We Survived the Museum, but Were Almost Finished Off By the Swing

Friday, November 16, 2012


Judd the Red Chicken was studying the map -- not wallowing in lethargy. I'm happy to report that the fever was gone this morning, so we were able to resume our studies. 

The highlights of those studies are:

The Sister taught them about the anatomy of a frog complete with a simple discussion on how the digestive system works. They then created a gelatinous, dissectible-friendly frog... and then dissected it... in a friendly way.   




  
They worked on their drafts from their writing assignment inspired by our trip to the Met on Wednesday. I was soundly impressed with the drafts, and I was even more pleased that both were so proud of their drafts that they wanted to read them out loud (even though that's only a requirement for "final" drafts).



We went to the Jewish Museum. Which is housed in one of the 5th Avenue mansions -- the Warburg's.  It is in the French chateau style... and it is shockingly beautiful when you cross the street and get a view of it in its entirety.  



Highlights of this highlight are:

Our health science lesson.  Judd the Red Chicken called me over to look at "the cool butter knife." Not being squeamish I launched into circumcision.
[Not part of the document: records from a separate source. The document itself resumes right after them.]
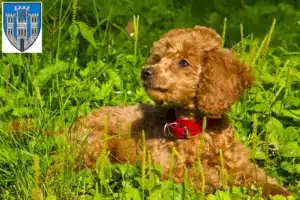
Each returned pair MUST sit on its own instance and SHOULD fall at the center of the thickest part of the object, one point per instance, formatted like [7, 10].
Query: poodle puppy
[192, 77]
[194, 82]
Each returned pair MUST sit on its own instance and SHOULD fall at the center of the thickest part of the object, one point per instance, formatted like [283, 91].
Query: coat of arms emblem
[22, 27]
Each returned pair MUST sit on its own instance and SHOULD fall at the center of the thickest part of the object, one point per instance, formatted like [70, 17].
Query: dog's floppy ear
[222, 80]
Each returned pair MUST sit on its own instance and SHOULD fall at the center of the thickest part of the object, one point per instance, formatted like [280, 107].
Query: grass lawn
[89, 60]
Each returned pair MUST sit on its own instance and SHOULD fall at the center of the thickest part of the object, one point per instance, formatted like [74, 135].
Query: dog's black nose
[147, 73]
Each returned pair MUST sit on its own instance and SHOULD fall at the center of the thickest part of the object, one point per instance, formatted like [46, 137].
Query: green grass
[89, 61]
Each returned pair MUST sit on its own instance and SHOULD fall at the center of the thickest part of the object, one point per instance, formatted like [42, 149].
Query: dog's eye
[156, 58]
[184, 63]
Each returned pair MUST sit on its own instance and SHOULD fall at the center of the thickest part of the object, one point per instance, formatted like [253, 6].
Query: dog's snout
[147, 73]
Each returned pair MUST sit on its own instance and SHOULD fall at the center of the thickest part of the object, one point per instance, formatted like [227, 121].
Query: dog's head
[189, 69]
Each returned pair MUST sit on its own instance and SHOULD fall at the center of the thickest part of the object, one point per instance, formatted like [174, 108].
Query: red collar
[183, 128]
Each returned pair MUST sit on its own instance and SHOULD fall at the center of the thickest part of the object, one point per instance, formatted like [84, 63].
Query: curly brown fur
[207, 84]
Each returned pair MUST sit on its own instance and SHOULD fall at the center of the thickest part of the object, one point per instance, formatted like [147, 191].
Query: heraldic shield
[22, 23]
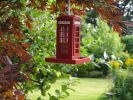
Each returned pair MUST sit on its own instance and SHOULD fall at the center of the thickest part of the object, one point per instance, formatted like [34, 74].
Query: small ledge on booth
[81, 60]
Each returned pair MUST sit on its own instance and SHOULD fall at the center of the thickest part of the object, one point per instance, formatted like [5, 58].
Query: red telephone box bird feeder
[68, 41]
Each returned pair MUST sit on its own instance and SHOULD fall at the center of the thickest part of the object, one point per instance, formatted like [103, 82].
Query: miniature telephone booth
[68, 41]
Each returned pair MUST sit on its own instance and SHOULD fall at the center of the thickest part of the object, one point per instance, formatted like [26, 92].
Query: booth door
[77, 41]
[63, 40]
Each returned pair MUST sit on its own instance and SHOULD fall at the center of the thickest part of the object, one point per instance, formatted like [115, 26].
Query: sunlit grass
[87, 89]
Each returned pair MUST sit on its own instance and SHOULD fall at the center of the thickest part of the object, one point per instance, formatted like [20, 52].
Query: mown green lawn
[87, 89]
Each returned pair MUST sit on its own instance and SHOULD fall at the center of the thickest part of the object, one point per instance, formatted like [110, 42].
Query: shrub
[123, 85]
[128, 41]
[123, 56]
[90, 70]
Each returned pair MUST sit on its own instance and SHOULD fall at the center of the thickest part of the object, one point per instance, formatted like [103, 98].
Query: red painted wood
[68, 41]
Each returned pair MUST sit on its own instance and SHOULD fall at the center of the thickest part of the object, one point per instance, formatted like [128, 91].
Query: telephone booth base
[81, 60]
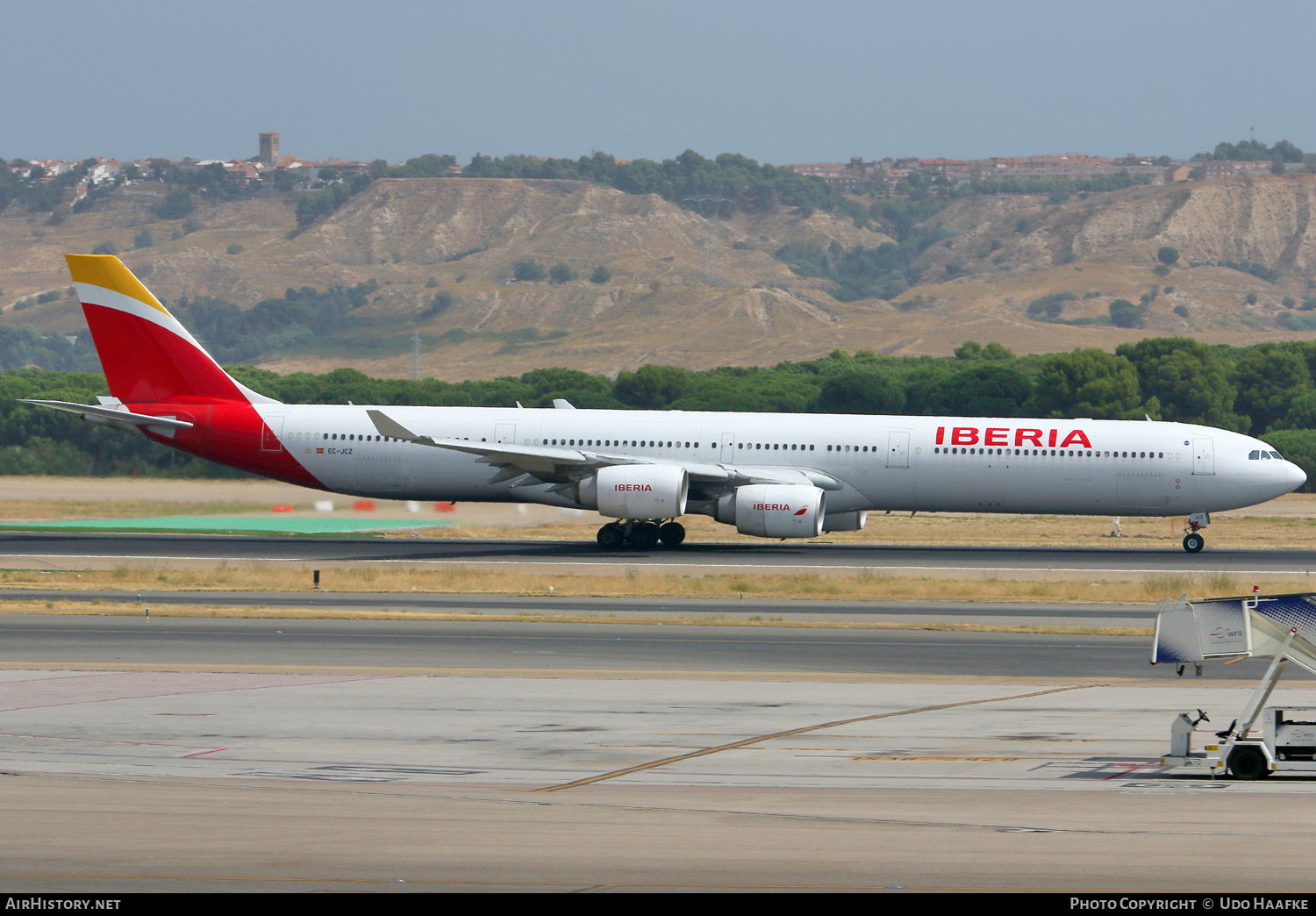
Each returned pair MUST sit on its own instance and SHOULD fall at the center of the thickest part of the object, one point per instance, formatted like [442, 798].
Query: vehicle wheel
[644, 536]
[671, 534]
[1248, 763]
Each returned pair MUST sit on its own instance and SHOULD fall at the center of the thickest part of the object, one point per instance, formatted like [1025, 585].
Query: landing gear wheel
[644, 536]
[1248, 763]
[671, 534]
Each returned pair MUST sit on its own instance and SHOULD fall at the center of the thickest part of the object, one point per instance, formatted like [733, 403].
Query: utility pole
[703, 200]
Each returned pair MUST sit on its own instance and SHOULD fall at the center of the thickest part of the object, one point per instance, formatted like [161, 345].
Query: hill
[690, 291]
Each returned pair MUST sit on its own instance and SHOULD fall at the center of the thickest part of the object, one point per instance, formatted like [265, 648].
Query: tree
[1187, 379]
[1089, 383]
[175, 205]
[561, 273]
[528, 270]
[653, 387]
[1126, 313]
[1269, 378]
[861, 392]
[986, 390]
[440, 303]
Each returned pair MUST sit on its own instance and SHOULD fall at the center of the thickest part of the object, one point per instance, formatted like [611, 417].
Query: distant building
[1069, 166]
[848, 176]
[1232, 168]
[268, 147]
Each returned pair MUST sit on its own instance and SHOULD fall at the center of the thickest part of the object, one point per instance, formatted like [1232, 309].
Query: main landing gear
[640, 534]
[1192, 541]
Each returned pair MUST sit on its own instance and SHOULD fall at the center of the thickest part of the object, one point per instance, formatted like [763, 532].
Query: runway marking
[744, 742]
[583, 884]
[657, 565]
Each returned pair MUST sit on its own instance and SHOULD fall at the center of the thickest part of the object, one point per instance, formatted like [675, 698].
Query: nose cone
[1297, 476]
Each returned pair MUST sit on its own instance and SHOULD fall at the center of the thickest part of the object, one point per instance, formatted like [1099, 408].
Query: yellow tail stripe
[108, 271]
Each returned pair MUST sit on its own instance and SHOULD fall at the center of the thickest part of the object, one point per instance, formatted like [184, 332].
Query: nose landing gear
[641, 534]
[1192, 541]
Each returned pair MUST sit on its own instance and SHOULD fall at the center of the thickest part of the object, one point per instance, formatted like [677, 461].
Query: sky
[778, 82]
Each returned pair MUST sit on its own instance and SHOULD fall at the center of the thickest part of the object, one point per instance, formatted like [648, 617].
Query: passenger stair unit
[1228, 629]
[1219, 629]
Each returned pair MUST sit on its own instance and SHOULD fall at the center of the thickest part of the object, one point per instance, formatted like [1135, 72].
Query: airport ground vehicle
[769, 476]
[1228, 629]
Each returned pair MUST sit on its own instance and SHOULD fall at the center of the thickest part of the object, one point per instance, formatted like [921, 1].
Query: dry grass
[636, 582]
[1292, 529]
[61, 510]
[228, 612]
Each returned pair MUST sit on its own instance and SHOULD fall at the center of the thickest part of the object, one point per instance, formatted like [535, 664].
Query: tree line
[1268, 390]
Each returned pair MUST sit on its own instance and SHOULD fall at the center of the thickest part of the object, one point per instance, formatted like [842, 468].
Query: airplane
[773, 476]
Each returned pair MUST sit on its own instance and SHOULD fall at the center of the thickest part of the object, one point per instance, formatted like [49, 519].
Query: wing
[547, 463]
[113, 416]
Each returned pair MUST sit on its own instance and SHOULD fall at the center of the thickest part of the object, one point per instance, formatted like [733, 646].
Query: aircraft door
[898, 449]
[271, 432]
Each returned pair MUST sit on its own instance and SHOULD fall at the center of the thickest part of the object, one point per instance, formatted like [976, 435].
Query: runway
[397, 755]
[63, 550]
[391, 645]
[653, 608]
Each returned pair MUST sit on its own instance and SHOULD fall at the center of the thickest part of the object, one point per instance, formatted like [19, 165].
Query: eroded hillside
[689, 290]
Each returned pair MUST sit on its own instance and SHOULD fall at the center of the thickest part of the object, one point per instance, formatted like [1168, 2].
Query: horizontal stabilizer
[111, 415]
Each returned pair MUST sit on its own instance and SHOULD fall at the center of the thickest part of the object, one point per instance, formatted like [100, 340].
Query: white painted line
[660, 565]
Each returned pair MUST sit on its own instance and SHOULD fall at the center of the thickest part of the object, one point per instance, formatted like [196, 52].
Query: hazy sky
[779, 82]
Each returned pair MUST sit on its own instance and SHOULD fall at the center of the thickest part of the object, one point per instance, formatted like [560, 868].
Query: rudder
[147, 354]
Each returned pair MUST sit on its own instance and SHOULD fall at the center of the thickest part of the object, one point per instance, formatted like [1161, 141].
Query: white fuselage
[883, 462]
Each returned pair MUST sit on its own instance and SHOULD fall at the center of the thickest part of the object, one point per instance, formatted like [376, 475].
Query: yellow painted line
[936, 758]
[799, 731]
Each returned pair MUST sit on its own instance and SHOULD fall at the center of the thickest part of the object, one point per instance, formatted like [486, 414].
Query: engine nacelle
[845, 521]
[637, 491]
[774, 510]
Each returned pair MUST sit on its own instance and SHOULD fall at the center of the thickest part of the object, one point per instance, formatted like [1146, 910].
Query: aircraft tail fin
[147, 354]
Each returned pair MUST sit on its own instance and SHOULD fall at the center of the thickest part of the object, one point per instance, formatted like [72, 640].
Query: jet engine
[845, 521]
[636, 491]
[774, 510]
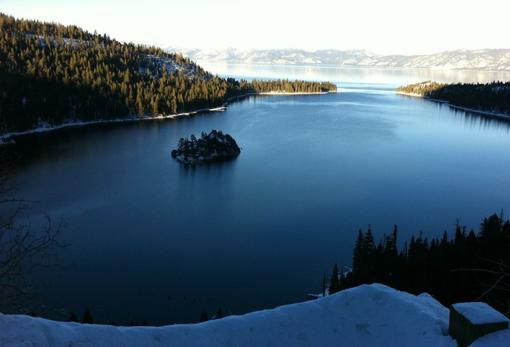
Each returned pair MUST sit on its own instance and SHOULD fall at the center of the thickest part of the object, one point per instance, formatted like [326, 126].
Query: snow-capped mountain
[484, 59]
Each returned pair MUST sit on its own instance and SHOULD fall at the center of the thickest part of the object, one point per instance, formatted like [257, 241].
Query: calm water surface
[150, 239]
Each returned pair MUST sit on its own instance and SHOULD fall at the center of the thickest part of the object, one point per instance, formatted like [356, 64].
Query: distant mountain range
[484, 59]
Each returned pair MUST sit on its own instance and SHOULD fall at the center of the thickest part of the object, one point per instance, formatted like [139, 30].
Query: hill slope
[484, 59]
[54, 74]
[369, 315]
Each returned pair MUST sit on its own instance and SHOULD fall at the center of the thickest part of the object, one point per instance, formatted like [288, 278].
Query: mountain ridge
[481, 59]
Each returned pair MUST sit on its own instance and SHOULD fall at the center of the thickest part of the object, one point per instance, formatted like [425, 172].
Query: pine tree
[334, 285]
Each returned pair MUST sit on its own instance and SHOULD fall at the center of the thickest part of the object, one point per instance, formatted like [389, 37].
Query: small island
[212, 147]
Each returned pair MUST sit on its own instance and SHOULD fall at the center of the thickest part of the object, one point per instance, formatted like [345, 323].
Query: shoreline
[457, 107]
[10, 138]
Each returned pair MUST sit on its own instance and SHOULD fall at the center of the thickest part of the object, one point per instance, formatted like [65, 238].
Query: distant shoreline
[9, 138]
[457, 107]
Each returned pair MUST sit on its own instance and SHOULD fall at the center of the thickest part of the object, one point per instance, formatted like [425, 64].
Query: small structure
[472, 320]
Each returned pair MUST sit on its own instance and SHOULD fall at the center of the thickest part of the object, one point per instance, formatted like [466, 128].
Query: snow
[368, 315]
[479, 313]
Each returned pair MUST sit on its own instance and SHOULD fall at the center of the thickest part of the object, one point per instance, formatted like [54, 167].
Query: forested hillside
[50, 73]
[491, 97]
[469, 266]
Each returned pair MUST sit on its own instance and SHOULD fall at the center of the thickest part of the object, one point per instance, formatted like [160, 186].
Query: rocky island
[212, 147]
I explained it from a religious perspective and a medical one. I shared the information I collected prior to his birth and the reasoning that went into the decision that was made for him. I mentioned that our pediatrician recommended to "circumcise or not circumcise based on what the father is." And it was at that moment that I caught the pained, fully disgusted look on The Sister's face. 

"TMI?"
"TMI."



Currently there is an exhibition featuring manuscripts from the Bodleian Libraries. They are beautiful. We loved getting super close to the glass and looking at the tiny, tiny details that were done by hand. There was a reference made to how many people see ebooks as the great shift/advancement of the written word, but the argument could be made that the truly monumental transition was from scrolls to codex (the bound book as we know it). I guess if I lived back then I would have been the crazy lady shaking my scrolls at people and kvetching about the nuances that would be lost by converting to those new-fangled codexes... 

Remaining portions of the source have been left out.